With summer in full swing, it might be tempting to kick up your feet with a cold one and enjoy the weekly BBQs with family and friends. But summer is actually the perfect time to hone your career-advancing skills. Many people have New Year’s Resolutions but Half-Year Check-Ins can be just as useful.
While everyone else is whiling away the longer days, you can seize the season to make sure you are reaching your full career potential. In order to be the star student who’s ready from the get-go on the first day of class, one needs to plan ahead and not let your mind turn to mush in the warm summer months. Read through these tips to get ahead.
- Review both short-term and long-term career goals. The summer is the perfect time to take stock of where you are versus where you’d like to be. Don’t wait until December to check in and determine your next course of action.
- Update your resume, portfolio, and online profiles. You’ve been busy meeting impossible deadlines and countless client revisions. Now things are slowing down for the summer and you can catch your breath. Don’t forget to update your “sales kit” of resume / portfolio / online profile (LinkedIn, CreativeHotList, etc.) to reflect these valuable projects.
- Look into potential skill-enhancing classes to take in the fall.
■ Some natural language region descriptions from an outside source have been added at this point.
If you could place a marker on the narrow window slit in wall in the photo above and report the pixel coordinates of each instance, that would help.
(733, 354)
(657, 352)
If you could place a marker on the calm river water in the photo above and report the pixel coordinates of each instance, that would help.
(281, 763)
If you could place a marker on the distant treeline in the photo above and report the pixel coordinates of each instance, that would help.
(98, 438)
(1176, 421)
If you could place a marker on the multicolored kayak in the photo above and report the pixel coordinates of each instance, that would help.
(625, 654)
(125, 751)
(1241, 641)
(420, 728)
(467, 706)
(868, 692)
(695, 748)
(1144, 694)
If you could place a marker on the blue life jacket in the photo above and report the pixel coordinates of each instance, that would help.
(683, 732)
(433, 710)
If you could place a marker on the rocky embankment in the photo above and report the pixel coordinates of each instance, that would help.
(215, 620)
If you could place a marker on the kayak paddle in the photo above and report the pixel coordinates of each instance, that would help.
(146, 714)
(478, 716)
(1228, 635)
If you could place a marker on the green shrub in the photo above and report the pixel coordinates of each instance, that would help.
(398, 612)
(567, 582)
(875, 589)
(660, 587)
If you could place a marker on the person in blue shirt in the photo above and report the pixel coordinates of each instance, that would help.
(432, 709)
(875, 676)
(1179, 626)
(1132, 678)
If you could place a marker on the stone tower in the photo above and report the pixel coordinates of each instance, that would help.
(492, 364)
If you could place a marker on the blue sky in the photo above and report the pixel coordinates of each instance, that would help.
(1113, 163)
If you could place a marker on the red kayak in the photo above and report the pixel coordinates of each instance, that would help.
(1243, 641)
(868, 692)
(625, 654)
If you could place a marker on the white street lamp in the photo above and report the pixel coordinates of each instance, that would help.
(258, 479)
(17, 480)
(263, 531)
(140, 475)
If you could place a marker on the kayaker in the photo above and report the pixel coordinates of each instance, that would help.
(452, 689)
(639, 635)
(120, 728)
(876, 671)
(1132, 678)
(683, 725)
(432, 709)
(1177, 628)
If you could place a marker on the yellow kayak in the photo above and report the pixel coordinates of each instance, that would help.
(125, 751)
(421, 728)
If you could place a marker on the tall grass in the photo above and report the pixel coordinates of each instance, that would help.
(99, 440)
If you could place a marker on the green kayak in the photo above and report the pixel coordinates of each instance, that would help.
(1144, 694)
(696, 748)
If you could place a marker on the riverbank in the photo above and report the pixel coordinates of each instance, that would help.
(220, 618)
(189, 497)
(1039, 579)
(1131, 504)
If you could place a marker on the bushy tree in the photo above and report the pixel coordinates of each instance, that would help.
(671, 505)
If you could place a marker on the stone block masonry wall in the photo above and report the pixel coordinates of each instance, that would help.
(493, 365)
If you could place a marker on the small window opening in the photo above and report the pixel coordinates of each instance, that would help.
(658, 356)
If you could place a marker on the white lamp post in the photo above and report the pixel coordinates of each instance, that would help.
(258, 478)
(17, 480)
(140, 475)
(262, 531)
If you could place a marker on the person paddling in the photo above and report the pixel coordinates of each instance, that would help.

Whether it’s a Marketing class via UCLA Extension or an Animation/Visual Effects class at Gnomon, course catalogs come out months in advance of the first day of class so now’s the time to plan ahead.
- If you haven’t already, include industry blogs and self-improvement tips in your summer reading plans. We know everyone wants to read about that girl and her tattoo, but throw in a good measure of fun and insight, too. (Just don’t watch cat videos until 2am. At least not *every* night.)
Of course, all of the above can be done outdoors, under a beach umbrella, or on your backyard lawn in the afternoon. We’re not humorless headmistresses. We know you want to get out there and enjoy the sun. But remember summer should be both restorative *and* productive. The key is in the balance of play and work.